Bentham says, if we adopt command theory, co-operation can be facilitated- we know what rules we have to comply with (commands of the sov) we can then plan… 1. What is the relationship between law and morality? Law is law cos it’s been made by sov, doesn’t need to have moral value 2. Why should a person obey the law? Person should obey cos it’s in their utilitarian interest to do so. 3. What should judges (or citizens) do when faced with unjust law? (below) For Bentham the primary function of law is to co-ordinate social interaction. Creating the conditions so social life is possible has utility. Anarchy and disorder has lower utility than legal order, which is why people should adopt the command theory of law- (the commands of a sov), it increases happiness. This is how utilitarianism justifies his command theory.

 Law allows individuals to plan for the future and achieve the expectations. It ‘stabilises expectations’. Bowring: ‘once a stable framework of social relations is established and expectations fixed upon it..., it is possible to alter, reform, and revise it better to meet the demands of maximal general welfare.’ (quoted from Postema, Bentham and the Common Law Tradition p. 189) Laws allow us to plan, predict and achieve their expectations- for this reason Bentham argues law (commands of sov, stabilise expectations) – with law we can roughly predict others are going to act in accordance with the law.  ‘citizens are loyal because of the ability of the [law] to co-ordinate...interaction, not because of their intrinsic appeal.’ (Postema, Bentham and the Common Law Tradition, 315). Therefore, Bentham adopts a form of normative legal positivism. So law can have any content- it is just the commands of a sov-Bentham believes we have obligation to obey.

What should judges (or citizens) do when faced with unjust law? An unjust law causes unhappiness/lowers welfare. Hobbes:  Didn’t come up with satisfactory answer Bentham does offer some kind of answer…

Bentham argues: 1. Primary role of judge is to mediate between parties in dispute- in many disputes that won’t happen. – Expensive, time consuming. 2. Where mediation creates less utility than imposed settlement judge should only then turn to commands of sovereign- positivistic ( apply law even if unjust) 3. Judge has to hold application of legislation, however where it would violate the principle of utility to apply law- judge according to Bentham, one may deviate from particular legislative code in scenario where applying the code creates injustice. Sort of creates balancing between positivism- judges should apply law, and utilitarianism- judges should do what’s morally just.

(5) Bentham on adjudication (Postema, ibid, chapter 12) Why should natural law and common law be rejected?  Bentham argued common law should be rejected as doesn’t promote stability.  Common law is dog-law: - it’s retroactive, you’re never quite sure what law requires of you until judgement has been made. It punishes you when done wrong even if you didn’t know you had done wrong at point of doing it. ‘When your dog does anything you want to break him of, you wait till he does it then beat him for it. This is the way you make laws for your dog: and this is the way the judges make law for you and me. They won’t tell a man beforehand what it is he should not do...they lie by till he has done something which they say he should not have done, and then they hang him for it.’ (Postema, Bentham and the Common Law Tradition, 277) Common law and natural law Bentham said adoption of the command theory of law was essential to ensure the flourishing of modern societies. ‘...[were] an ideology which in his view shackled, rather than liberated, human reason. Shrouded in mystery and tradition-worship, it was pathologically opposed to reform, and it induced and perpetrated mental slavery of the people.’ (Postema, ibid, p. 311) – another reason Bentham support command theory, as it swept away much of what came before.
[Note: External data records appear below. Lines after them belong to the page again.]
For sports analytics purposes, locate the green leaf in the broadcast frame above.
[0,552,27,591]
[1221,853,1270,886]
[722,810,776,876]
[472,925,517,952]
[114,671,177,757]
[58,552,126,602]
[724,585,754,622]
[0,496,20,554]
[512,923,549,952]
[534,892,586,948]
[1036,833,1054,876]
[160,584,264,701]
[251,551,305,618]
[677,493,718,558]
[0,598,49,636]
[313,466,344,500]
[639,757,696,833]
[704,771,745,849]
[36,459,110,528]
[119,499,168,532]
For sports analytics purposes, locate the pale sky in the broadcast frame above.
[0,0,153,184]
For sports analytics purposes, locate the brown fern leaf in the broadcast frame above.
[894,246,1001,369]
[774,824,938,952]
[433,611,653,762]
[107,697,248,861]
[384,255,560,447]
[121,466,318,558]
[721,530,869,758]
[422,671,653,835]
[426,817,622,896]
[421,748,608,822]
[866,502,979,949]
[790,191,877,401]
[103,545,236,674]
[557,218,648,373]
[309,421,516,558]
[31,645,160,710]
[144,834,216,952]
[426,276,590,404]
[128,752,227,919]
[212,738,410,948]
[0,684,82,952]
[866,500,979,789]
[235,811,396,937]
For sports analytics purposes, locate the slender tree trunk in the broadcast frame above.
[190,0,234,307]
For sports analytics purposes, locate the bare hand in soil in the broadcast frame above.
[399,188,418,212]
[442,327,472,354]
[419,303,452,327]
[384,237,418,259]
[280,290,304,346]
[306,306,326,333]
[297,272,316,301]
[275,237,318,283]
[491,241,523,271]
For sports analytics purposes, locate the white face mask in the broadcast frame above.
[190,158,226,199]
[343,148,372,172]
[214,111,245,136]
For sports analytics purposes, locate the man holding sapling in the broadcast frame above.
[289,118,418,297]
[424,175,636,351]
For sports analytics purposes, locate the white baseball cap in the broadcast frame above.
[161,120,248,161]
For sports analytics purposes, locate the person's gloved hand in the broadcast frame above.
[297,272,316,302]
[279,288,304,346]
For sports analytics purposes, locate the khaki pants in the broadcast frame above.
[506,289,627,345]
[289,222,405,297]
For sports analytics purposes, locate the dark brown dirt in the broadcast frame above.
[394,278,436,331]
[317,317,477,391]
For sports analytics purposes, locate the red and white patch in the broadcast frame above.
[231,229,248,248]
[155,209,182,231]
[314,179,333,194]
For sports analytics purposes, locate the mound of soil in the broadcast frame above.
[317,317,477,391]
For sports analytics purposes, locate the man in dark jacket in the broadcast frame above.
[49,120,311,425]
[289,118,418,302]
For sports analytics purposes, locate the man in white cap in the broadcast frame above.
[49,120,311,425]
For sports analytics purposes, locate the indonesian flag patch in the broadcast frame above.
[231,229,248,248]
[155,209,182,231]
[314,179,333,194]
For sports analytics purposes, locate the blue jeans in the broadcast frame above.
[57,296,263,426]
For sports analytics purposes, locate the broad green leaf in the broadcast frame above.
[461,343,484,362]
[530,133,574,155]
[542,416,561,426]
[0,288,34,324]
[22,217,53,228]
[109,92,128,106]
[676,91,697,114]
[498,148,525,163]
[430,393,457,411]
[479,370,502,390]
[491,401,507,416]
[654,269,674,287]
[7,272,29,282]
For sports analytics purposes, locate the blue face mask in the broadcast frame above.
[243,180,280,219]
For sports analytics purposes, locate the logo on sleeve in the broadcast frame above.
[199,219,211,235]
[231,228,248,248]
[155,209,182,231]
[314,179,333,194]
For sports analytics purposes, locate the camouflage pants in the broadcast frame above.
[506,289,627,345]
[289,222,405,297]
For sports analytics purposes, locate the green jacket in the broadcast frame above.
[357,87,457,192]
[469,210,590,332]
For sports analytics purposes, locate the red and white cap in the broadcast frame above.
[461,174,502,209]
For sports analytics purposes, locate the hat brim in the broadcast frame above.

He sought to sweep away old natural and common law with a scientific legal system ^^ quote.

JOHN AUSTIN  Accepted Bentham’s theory in essence- you see sovereigns commands.  Analytical legal positivism- creates a more scientific theory of law. Attempts to explain the essential features of a legal order.  Attempt to describe/explore laws form and structure of legal orders. Austin says if you look at legal orders around world, they have in common what bentham said they have – said you will see sovereigns, commands, orders backed by sanctions, and habitual obedience to that sov and commands.

So effectively adopts the command theory of law, but he doesn’t argue there is value to having the command theory of law like Bentham and Hobbes argue. But argued this is the structure of legal systems around the world. Austin calls this positive law. Commands are: (i) an imperative; (ii) command is an imperative that is backed by a sanction; (iii) enforced by a political sovereign; (iv) The bulk of the population obey it (i.e. habitual obedience). When a sovereign issues a command, it is a law “properly so-called”. It should be distinguished from other sorts of rule we called “laws”, which bear only some resemblance (e.g. by analogy or metaphor) to the commands of the sovereign. Hence:

Laws properly so-called

Laws of God Human Laws:

(issued by relalation) Positive Law/Positive Morality

Positive morality- things like customs Positive law= commands of a sovereign

Laws improperly so-called biological laws)

Laws by analogy (e.g. laws of chess)/Laws by metaphor (e.g.

He’s trying to isolate the different components of legal system- analytical.

PROBLEMS with Austin’s command theory.  We have seen Austin is attempting to describe legal structure (its form)  Criticism = he has failed to isolate central features of legal order. The Sovereign (HLA Hart, The Concept of Law (Clarendon Press, 1961) chapter 2)  Queen = sov of UK. But queen in parliament / parliament itself is responsible to the uk population, so is the uk pop sovereign over itself? 

When sov dies laws continue. So Hart suggests there is quite a complex rule structure how rules continue on. There is a rule structure that fixes the role of a sov, Hart says understanding rule structure is essential to understanding law. Even sovereigns are governed by rules. There are rules of possession, even within sov system there seems to be a series of rules which define the role of the sovereign

Obligations and being obliged (The Concept of Law, 79-88 (for further discussion, read Kramer, M, In Defense of Legal Positivism (Oxford, Oxford University Press, 1999) 98-101))  Hart says Austin fails to distinguish between legal obligations and being obliged to follow a command.  Hart says: if gunman holds you and says open safe=this is a command, order backed by a sanction which you would normally obey (because you fear for your life)

 

Hart says Austin fails to analytically make distinction between fair coercion and law. As Austin can’t distinguish between gunman and sovereign. This is key deficiency for Austin’s command theory.

HLA HART, The Concept of Law (Clarendon Press, 1961)

Claims to be able to solve problems of Austin’s command theory… First main claim…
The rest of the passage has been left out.